De ces courts romans aussi bien tournés qu'agréables à lire, témoignages d'une époque, et dont l'auteur ne s'est par ailleurs pas autrement illustré sur le plan littéraire, on a plusieurs autres exemples : le Point de lendemain de Dominique Vivant Denon, qui s'occupait davantage d'appropriation culturelle que de littérature, ou le Manon Lescaut de l'abbé Prévost, qui faisait plutôt métier d'être abbé. Ces trois romans restent encore aujourd'hui assez lus pour que des exemplaires d'occasion en traînent à peu près partout dans les bacs des bouquinistes (le bouquinistomètre étant un instrument de mesure assez fiable de la diffusion d'un bouquin).
Ce qui est marrant, c'est que de petits romans comme ceux-là, ludiques dans la narration et délicats dans la peinture des sentiments, à peu près tout le monde en écrivait à l'époque, hommes comme femmes, dans les milieux littéraires. On se les faisait lire les uns les autres en manière de flirt. Et si Benjamin Constant a fait partie de ces milieux littéraires, c'est essentiellement grâce à deux femmes brillantes de l'époque, Isabelle de Charrière d'abord, qui fait son éducation intellectuelle, puis Germaine de Staël, initiatrice du romantisme en France.
Lesquelles ont toutes deux une assez conséquente œuvre littéraire. Sauf que. Sauf que. Des délicieux romans galants écrits par Mme de Charrière, et auxquels Benjamin Constant rend hommage dans Le Cahier rouge, on ne saura jamais s'ils valent en délicatesse et en perversité les trois titres cités plus hauts, ni même s'ils sont simplement lisibles, on n'aura pas l'occasion de les apprécier ou de les admirer, pour la bonne raison qu'on ne les lira pas, parce qu'ils ne sont pas publiés en édition de poche, mais dans des éditions universitaires aussi coûteuses qu'encombrantes (et hermétiques à force de notes et de variantes). Idem pour ceux de Mme de Staël - à la rigueur une Corinne vieille de trente ans, et dont l'indice bouquinistique est proche de zéro. Et d'une manière générale, on ne trouvera pas en édition moderne et accessible un seul roman écrit par une femme à cette époque, alors qu'elles étaient nombreuses dans les salons à s'exercer au roman psychologique. Pas une qui soit passée à la postérité, pas une que l'on juge encore digne d'être publiée. Non : en édition de poche, on préférera publier Le Cahier rouge.

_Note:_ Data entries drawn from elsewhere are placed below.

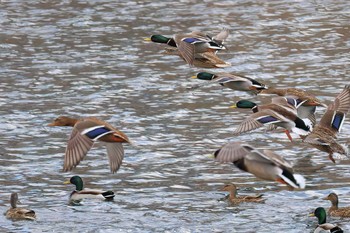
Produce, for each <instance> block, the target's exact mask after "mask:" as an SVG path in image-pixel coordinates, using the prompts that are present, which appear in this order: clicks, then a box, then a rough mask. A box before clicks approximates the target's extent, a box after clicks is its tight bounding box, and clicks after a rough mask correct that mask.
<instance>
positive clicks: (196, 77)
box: [192, 72, 267, 92]
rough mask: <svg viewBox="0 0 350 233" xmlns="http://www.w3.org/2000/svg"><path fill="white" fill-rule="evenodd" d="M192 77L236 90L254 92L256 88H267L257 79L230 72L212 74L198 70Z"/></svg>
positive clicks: (193, 77) (264, 88) (239, 90)
mask: <svg viewBox="0 0 350 233" xmlns="http://www.w3.org/2000/svg"><path fill="white" fill-rule="evenodd" d="M192 78H198V79H201V80H207V81H211V82H216V83H219V84H220V85H222V86H224V87H227V88H230V89H232V90H238V91H254V92H255V91H256V90H261V89H266V88H267V87H266V86H265V85H264V84H262V83H259V82H258V81H256V80H254V79H252V78H249V77H245V76H241V75H237V74H230V73H217V74H212V73H208V72H200V73H198V74H197V75H196V76H193V77H192Z"/></svg>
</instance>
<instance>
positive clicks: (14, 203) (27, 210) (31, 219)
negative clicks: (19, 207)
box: [5, 193, 36, 220]
mask: <svg viewBox="0 0 350 233" xmlns="http://www.w3.org/2000/svg"><path fill="white" fill-rule="evenodd" d="M10 202H11V208H10V209H8V210H7V211H6V213H5V215H6V218H8V219H14V220H24V219H28V220H35V219H36V216H35V212H34V210H29V209H25V208H18V207H17V203H18V194H17V193H12V194H11V200H10Z"/></svg>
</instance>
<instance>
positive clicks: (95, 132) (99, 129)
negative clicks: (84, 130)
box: [85, 126, 111, 140]
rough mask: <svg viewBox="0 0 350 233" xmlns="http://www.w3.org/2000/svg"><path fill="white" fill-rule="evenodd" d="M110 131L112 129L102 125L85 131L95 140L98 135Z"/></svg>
mask: <svg viewBox="0 0 350 233" xmlns="http://www.w3.org/2000/svg"><path fill="white" fill-rule="evenodd" d="M110 131H111V130H109V129H107V128H106V127H104V126H101V127H100V128H96V129H93V130H91V131H89V132H87V133H85V135H86V136H88V137H89V138H90V139H92V140H94V139H95V138H97V137H98V136H100V135H102V134H107V133H108V132H110Z"/></svg>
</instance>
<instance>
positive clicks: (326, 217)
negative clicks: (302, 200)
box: [309, 207, 344, 233]
mask: <svg viewBox="0 0 350 233" xmlns="http://www.w3.org/2000/svg"><path fill="white" fill-rule="evenodd" d="M309 216H315V217H317V219H318V226H317V228H316V229H315V230H314V233H320V232H325V231H326V232H331V233H343V232H344V231H343V230H342V229H341V228H340V227H338V226H336V225H334V224H332V223H327V214H326V210H325V209H324V208H323V207H318V208H316V209H315V211H314V212H313V213H311V214H309Z"/></svg>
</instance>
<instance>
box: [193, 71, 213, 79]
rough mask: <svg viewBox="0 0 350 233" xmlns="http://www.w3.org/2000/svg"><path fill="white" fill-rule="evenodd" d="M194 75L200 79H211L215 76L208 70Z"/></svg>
mask: <svg viewBox="0 0 350 233" xmlns="http://www.w3.org/2000/svg"><path fill="white" fill-rule="evenodd" d="M195 77H196V78H198V79H201V80H208V81H210V80H213V79H214V78H215V77H216V75H215V74H211V73H208V72H199V73H198V74H197V75H196V76H195Z"/></svg>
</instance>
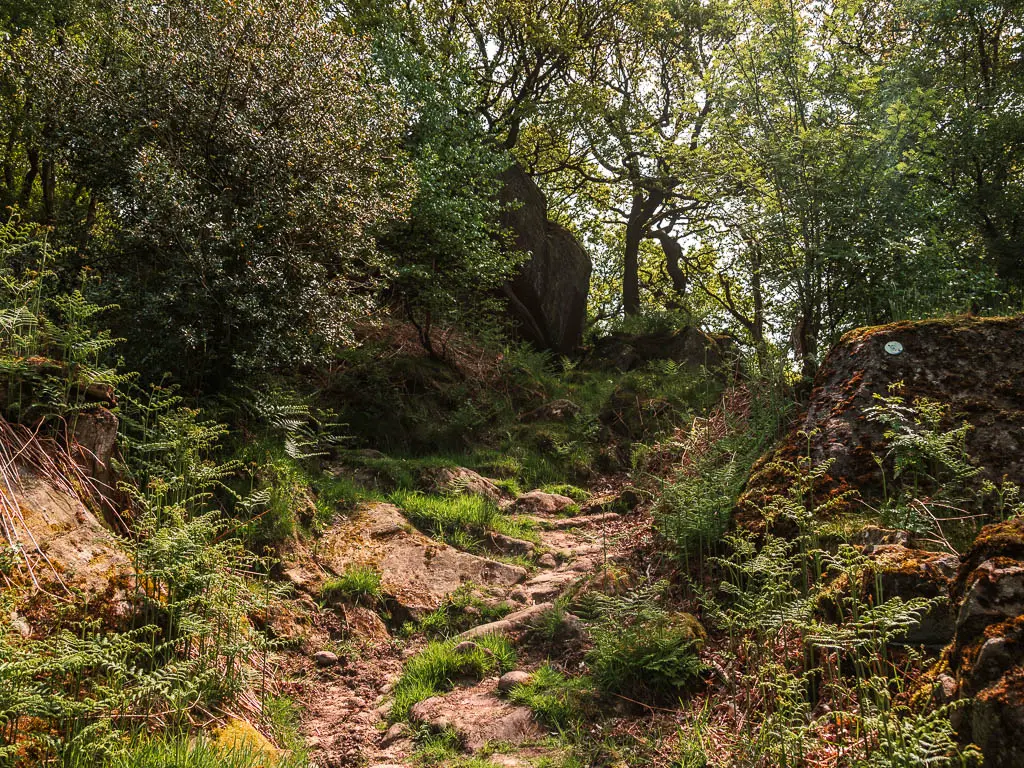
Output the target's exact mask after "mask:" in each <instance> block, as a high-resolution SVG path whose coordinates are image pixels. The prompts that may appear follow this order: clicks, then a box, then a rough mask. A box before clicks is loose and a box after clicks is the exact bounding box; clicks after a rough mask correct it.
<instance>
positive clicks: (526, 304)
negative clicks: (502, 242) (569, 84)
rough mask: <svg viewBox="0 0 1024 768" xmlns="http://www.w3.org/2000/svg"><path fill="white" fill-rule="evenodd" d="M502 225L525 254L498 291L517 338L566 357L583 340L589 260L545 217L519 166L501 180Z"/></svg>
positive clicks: (586, 308) (535, 195)
mask: <svg viewBox="0 0 1024 768" xmlns="http://www.w3.org/2000/svg"><path fill="white" fill-rule="evenodd" d="M502 183H503V186H502V191H501V196H500V197H501V202H502V203H503V204H506V205H507V206H509V210H507V211H506V213H505V214H504V215H503V216H502V224H503V225H504V226H506V227H507V228H509V229H511V230H512V231H513V232H514V234H515V241H514V242H515V247H516V248H517V249H519V250H521V251H525V252H526V253H528V254H529V258H528V259H527V260H526V262H525V263H524V264H523V266H522V268H521V269H520V271H519V274H517V275H516V278H515V279H514V280H512V281H510V282H509V283H508V284H506V286H505V289H504V292H505V295H506V297H507V298H508V300H509V308H510V312H511V314H512V317H513V319H514V321H515V322H516V326H517V328H518V332H519V334H520V335H521V336H522V337H523V338H524V339H526V340H527V341H529V342H532V343H534V344H536V345H537V346H539V347H542V348H544V349H550V350H552V351H554V352H558V353H559V354H570V353H571V352H572V351H573V350H574V349H575V348H577V347H579V346H580V344H581V343H582V341H583V329H584V323H585V321H586V317H587V295H588V294H589V293H590V273H591V269H592V268H593V264H592V263H591V260H590V256H588V255H587V252H586V251H585V250H584V248H583V246H581V245H580V243H579V242H578V241H577V239H575V238H574V237H573V236H572V233H571V232H570V231H569V230H568V229H566V228H565V227H563V226H562V225H561V224H557V223H555V222H554V221H551V220H549V219H548V201H547V199H546V198H545V197H544V193H542V191H541V189H540V187H539V186H538V185H537V183H536V182H535V181H534V179H532V178H530V176H529V174H528V173H526V172H525V171H524V170H523V169H522V167H521V166H519V165H513V166H512V167H511V168H509V169H508V170H507V171H506V172H505V173H504V174H503V177H502Z"/></svg>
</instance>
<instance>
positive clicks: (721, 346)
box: [587, 327, 735, 373]
mask: <svg viewBox="0 0 1024 768" xmlns="http://www.w3.org/2000/svg"><path fill="white" fill-rule="evenodd" d="M734 349H735V342H733V340H732V339H731V338H729V337H728V336H710V335H708V334H706V333H705V332H703V331H700V330H699V329H697V328H692V327H690V328H681V329H678V330H675V331H664V332H657V333H649V334H626V333H612V334H608V335H607V336H605V337H603V338H601V339H600V340H598V341H597V342H596V343H595V344H594V348H593V349H592V350H591V351H590V353H589V355H588V358H587V362H588V365H590V366H594V367H600V368H614V369H618V370H620V371H633V370H635V369H638V368H641V367H642V366H644V365H646V364H647V362H650V361H651V360H672V361H673V362H675V364H677V365H678V366H681V367H682V368H683V369H685V370H686V371H688V372H690V373H696V372H697V371H699V370H700V369H701V368H705V369H707V370H709V371H713V372H719V371H722V370H723V369H724V368H725V367H726V366H727V365H728V364H729V362H730V358H731V357H733V356H734Z"/></svg>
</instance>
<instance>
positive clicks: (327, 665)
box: [313, 650, 338, 668]
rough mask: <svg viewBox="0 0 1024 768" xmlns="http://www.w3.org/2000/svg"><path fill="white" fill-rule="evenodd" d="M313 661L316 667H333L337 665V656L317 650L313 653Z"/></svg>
mask: <svg viewBox="0 0 1024 768" xmlns="http://www.w3.org/2000/svg"><path fill="white" fill-rule="evenodd" d="M313 660H314V662H315V663H316V666H317V667H322V668H323V667H334V666H335V665H336V664H338V654H337V653H332V652H331V651H329V650H318V651H316V652H315V653H313Z"/></svg>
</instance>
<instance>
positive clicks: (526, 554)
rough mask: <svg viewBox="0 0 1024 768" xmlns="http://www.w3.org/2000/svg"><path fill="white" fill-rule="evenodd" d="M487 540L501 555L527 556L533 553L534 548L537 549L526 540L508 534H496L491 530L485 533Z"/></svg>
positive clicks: (491, 545) (531, 543)
mask: <svg viewBox="0 0 1024 768" xmlns="http://www.w3.org/2000/svg"><path fill="white" fill-rule="evenodd" d="M487 541H488V542H489V544H490V546H492V547H494V548H495V549H496V550H497V551H498V552H501V553H502V554H503V555H523V556H527V557H528V556H529V555H531V554H534V550H536V549H537V545H535V544H534V543H532V542H526V541H523V540H522V539H513V538H512V537H510V536H505V535H504V534H497V532H495V531H493V530H492V531H489V532H488V534H487Z"/></svg>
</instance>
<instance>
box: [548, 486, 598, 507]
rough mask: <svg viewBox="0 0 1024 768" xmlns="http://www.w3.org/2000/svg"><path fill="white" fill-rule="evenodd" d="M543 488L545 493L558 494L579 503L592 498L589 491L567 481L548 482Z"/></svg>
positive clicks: (583, 501) (575, 502)
mask: <svg viewBox="0 0 1024 768" xmlns="http://www.w3.org/2000/svg"><path fill="white" fill-rule="evenodd" d="M541 490H543V492H544V493H545V494H558V495H559V496H564V497H568V498H569V499H571V500H572V501H574V502H575V503H577V504H583V503H584V502H585V501H587V500H588V499H589V498H590V493H589V492H587V490H584V489H583V488H581V487H579V486H578V485H572V484H570V483H567V482H552V483H548V484H547V485H543V486H542V487H541Z"/></svg>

Vous me direz - parce que vous êtes futés, lecteurs : mais c'est parce que Constant, Denon, Prevost sont des auteurs plus importants qu'ils sont davantage publiés. Et je vous répondrai - parce que je n'ai pas la moitié de ma langue dans ma poche : mais n'est-ce pas précisément parce qu'ils sont davantage publiés qu'ils sont considérés comme plus importants ? Comment jugez-vous de l'importance d'un auteur, si ce n'est parce que vous en avez entendu parler et avez eu la chance de le lire ? Choisir Le Cahier rouge pour une collection low-cost, c'est désigner Benjamin Constant comme auteur important, méritant que l'on rende largement accessible même un texte médiocre de sa plume ; privilège que n'auront jamais eu les deux femmes qui l'ont fait littérairement. C'est parce que Benjamin Constant est continuellement republié que son nom devient une sorte de label reconnaissable permettant d'inciter à lire un texte mineur, qui devient alors à son tour une référence. Ainsi le choix éditorial décide-t-il des auteurs qui seront lus, repérés, estimés - et c'est évidemment un système qui se nourrit ensuite lui-même.
Et ça, ami lecteur, faire disparaître une part du champ créatif en lui refusant l'accès aux moyens de diffusion, c'est ce qu'on appelle l'invisibilisation.